The Slovak Constitutional Court fond the injured parties' rights had not been violated and rejected their complaint in November 2018. In the meantime, because there were not further venues to approach domestically, the injured parties had complained to the European Court of Human Rights in June 2017.
The injured parties claimed that their rights guaranteed by the Convention for the Protection of Human Rights and Fundamental Freedoms had been violated, in particular their right to protection against cruel and inhuman treatment, a component of which is the duty of states and their institutions to conduct effective investigations of such cases. They also sought a declaration that the authorities' conduct had infringed their right of access to an effective remedy and, in connection with these cases, their right to protection against discrimination.
On 1 April 2021 the ECtHR agreed to hear the complaint in part. The court rejected the Government's argument that the complaint is inadmissable and ruled that the responsible state authorities had violated the plaintiffs' right to an effective investigation of the alleged police brutality.
In so doing, the authorities violated the procedural component of the right to protection against inhuman or degrading treatment or punishment under Article 3 of the Convention. The judgment emphasized above all that in cases where racially-motivated police brutality is alleged, the authorities are obligated to adopt all appropriate measures to ascertain whether the conduct was racially motivated and to ascertain whether racially-motivated hatred or prejudices against the injured parties based on their ethnic origin played a role in the events being investigated.

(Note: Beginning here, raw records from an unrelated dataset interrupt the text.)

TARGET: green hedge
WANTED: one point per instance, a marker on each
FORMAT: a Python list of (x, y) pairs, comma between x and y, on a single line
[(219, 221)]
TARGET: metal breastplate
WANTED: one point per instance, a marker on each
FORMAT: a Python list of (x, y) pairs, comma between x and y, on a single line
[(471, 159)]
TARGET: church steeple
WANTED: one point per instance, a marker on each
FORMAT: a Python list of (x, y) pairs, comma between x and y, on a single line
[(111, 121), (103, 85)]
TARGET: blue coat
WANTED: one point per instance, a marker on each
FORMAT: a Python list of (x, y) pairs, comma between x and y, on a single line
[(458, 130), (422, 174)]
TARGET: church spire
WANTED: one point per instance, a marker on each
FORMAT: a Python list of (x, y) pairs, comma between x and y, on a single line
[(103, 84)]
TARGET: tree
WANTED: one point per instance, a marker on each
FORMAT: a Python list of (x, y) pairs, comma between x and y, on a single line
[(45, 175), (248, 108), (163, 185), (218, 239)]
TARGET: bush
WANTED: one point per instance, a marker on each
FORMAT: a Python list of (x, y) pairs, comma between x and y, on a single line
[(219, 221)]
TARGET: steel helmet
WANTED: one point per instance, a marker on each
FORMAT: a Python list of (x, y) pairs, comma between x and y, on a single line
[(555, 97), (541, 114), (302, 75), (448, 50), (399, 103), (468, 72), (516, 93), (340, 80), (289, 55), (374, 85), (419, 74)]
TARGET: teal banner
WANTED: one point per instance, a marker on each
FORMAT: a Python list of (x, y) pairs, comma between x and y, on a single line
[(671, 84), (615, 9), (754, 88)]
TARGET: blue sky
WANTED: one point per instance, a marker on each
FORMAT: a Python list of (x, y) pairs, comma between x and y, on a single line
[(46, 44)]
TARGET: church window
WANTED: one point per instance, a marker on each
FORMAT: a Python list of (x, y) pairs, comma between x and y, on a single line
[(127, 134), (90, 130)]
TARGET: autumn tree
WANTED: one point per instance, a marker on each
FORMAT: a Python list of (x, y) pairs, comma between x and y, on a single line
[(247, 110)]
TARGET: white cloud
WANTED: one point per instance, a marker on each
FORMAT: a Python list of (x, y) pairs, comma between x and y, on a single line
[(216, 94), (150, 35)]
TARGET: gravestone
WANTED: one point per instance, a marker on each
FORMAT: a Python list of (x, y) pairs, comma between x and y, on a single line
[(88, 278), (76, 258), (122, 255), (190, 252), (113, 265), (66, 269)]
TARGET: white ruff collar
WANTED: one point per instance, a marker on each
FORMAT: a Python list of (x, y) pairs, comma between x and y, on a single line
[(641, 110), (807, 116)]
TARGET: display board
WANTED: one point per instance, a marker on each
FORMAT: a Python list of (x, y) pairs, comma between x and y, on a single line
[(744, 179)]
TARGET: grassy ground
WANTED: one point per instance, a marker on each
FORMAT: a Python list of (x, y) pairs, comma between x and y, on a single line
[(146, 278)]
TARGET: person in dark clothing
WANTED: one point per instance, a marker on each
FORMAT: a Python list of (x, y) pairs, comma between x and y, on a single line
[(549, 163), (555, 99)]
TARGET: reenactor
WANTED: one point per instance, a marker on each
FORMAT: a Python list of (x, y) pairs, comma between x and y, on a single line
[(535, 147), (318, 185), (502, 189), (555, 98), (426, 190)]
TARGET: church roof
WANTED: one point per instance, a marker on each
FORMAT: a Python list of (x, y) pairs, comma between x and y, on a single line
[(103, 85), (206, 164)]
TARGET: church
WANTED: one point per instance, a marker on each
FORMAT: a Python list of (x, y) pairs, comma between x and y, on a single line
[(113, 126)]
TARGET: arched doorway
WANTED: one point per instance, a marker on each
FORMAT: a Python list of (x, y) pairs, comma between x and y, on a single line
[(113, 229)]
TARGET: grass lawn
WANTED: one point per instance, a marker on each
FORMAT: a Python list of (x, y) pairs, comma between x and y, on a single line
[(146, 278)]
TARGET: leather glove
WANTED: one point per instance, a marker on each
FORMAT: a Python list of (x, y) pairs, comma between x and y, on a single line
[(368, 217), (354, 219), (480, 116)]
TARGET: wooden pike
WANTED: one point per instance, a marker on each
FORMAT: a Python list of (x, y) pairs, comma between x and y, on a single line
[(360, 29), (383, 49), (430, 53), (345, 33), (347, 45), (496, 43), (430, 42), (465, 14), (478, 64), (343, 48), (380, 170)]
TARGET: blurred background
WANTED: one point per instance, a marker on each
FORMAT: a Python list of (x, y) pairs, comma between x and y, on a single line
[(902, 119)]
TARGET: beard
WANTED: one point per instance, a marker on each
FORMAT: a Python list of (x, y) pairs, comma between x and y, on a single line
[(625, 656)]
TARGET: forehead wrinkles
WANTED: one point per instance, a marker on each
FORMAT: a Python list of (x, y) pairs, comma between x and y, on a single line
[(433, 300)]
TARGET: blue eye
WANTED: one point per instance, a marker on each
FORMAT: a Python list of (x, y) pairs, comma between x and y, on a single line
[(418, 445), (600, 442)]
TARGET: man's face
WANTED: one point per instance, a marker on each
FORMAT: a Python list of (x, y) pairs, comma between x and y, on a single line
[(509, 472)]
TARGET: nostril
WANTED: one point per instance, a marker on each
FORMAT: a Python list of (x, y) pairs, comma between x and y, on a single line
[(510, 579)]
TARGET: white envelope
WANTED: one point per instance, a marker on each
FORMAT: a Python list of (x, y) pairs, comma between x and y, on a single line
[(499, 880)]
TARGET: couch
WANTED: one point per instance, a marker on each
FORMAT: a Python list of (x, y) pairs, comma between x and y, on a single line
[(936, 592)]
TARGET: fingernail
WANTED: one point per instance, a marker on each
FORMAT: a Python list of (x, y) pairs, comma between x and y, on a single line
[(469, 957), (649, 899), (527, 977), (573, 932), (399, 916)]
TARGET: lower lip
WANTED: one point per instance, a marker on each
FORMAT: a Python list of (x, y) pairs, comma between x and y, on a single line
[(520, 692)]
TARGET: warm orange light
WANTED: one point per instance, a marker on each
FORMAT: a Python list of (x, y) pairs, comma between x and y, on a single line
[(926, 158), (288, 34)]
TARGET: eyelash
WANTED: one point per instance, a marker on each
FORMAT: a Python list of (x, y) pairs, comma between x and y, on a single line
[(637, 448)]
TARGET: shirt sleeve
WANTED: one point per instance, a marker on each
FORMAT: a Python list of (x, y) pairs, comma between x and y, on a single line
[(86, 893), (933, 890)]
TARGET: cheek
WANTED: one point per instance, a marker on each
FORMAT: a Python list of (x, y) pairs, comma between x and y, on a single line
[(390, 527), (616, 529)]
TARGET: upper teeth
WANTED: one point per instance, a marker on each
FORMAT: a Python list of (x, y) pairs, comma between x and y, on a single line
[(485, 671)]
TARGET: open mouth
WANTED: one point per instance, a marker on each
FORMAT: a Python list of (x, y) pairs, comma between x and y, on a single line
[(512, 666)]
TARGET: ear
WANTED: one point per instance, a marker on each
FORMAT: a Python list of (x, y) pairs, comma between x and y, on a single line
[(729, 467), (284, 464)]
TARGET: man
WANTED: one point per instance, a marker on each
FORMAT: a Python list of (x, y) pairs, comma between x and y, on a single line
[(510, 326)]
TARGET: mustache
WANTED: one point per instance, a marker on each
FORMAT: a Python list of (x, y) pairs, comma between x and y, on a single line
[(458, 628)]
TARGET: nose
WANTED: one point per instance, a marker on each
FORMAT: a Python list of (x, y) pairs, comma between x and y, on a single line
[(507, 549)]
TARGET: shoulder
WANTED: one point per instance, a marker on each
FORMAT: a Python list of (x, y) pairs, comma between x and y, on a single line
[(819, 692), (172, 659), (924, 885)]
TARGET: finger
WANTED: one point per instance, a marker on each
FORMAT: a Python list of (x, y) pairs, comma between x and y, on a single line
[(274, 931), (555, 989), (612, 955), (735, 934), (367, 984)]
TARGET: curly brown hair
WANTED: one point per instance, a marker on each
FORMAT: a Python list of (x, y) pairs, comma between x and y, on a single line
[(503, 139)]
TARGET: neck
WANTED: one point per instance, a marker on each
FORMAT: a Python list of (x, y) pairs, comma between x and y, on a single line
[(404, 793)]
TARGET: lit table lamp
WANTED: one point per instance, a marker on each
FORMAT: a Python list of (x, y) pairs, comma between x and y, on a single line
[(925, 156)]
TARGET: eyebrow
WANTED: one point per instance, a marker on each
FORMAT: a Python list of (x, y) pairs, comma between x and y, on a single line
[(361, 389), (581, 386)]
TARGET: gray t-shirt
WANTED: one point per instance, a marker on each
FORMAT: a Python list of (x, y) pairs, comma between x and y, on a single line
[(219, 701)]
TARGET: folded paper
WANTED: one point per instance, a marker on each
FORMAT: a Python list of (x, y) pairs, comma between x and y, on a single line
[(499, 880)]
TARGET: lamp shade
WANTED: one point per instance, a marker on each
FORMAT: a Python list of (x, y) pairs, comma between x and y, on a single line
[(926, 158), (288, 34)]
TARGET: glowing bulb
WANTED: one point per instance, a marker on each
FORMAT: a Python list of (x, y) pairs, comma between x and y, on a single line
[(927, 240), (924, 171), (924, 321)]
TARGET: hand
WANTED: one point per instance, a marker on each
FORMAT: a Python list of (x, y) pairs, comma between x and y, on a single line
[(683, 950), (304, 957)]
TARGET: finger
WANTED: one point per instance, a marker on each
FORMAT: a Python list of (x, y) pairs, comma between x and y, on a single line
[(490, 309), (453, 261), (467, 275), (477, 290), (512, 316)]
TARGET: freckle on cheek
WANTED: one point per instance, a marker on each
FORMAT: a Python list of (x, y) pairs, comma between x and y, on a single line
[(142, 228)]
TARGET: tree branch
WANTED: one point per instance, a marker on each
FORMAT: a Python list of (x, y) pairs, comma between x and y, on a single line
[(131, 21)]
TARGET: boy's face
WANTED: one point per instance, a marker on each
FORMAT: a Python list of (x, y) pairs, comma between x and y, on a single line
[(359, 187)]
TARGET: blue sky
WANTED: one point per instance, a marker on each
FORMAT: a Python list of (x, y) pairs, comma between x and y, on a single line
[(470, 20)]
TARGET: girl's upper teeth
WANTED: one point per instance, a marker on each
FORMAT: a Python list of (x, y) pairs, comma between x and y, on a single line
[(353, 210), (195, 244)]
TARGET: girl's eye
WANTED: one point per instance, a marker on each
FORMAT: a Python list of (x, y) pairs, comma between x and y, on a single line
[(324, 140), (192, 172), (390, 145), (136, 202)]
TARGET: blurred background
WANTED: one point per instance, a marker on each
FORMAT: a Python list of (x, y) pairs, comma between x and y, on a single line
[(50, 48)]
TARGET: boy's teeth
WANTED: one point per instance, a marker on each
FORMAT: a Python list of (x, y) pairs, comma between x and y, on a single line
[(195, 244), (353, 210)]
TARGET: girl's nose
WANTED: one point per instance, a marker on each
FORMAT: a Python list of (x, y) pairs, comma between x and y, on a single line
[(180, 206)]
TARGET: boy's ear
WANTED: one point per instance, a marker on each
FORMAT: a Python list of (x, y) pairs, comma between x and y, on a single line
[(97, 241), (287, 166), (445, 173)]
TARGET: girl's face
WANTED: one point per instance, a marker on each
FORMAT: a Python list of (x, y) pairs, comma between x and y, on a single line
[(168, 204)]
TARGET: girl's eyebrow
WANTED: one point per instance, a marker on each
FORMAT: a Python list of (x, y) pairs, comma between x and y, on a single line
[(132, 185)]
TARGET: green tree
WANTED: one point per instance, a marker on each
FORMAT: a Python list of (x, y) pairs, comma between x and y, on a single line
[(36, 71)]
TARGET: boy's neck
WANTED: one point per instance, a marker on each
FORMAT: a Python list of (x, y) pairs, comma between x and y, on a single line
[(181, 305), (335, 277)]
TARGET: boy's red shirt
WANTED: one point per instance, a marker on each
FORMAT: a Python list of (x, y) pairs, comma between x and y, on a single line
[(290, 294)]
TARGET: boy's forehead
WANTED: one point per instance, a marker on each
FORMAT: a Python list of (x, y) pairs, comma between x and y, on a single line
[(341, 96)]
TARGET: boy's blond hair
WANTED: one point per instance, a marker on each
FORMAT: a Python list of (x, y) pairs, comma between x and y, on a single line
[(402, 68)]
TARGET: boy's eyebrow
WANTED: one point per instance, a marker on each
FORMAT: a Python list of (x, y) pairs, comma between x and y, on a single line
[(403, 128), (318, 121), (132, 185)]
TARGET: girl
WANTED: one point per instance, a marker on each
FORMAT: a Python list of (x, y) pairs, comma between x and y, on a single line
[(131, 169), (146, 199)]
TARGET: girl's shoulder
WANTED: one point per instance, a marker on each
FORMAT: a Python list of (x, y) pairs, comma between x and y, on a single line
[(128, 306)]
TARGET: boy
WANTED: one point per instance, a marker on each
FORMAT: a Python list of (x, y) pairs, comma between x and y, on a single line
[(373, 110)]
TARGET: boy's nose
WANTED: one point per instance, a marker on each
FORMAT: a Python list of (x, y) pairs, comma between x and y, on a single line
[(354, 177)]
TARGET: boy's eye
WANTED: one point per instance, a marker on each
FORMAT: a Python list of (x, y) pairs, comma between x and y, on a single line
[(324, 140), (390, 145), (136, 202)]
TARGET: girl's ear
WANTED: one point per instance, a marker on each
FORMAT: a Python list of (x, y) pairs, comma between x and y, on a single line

To deal with cases that do involve racially-motivated brutality on the same basis as cases without racial motivation would, according to the ECtHR, mean the authorities were closing their eyes to the actual nature of the acts committed, which are especially devastating to fundamental human rights. According to the court, in this case there is nothing to indicate that the authorities paid special attention to the presence of a racial element.
According to the court, it is an objective fact, and one that was well-known to the criminal justice authorities, above all to the first-instance court, that the actions that were the subject of this criminal proceeding were part of a broader context of events that had subsequently transpired at the Košice-Jih police station. The defendant in this case was also a defendant in the other criminal proceeding in the matter of the events at the station.
The European Court of Human Rights has reproached the first-instance court for not assessing the behavior of that police officer in the broader context and subsequently not carefully investigating a possible racial motivation for the incident. These errors, along with the insufficient speed of some phases of the criminal proceeding, caused the entire procedure to be ineffective, according to Strasbourg.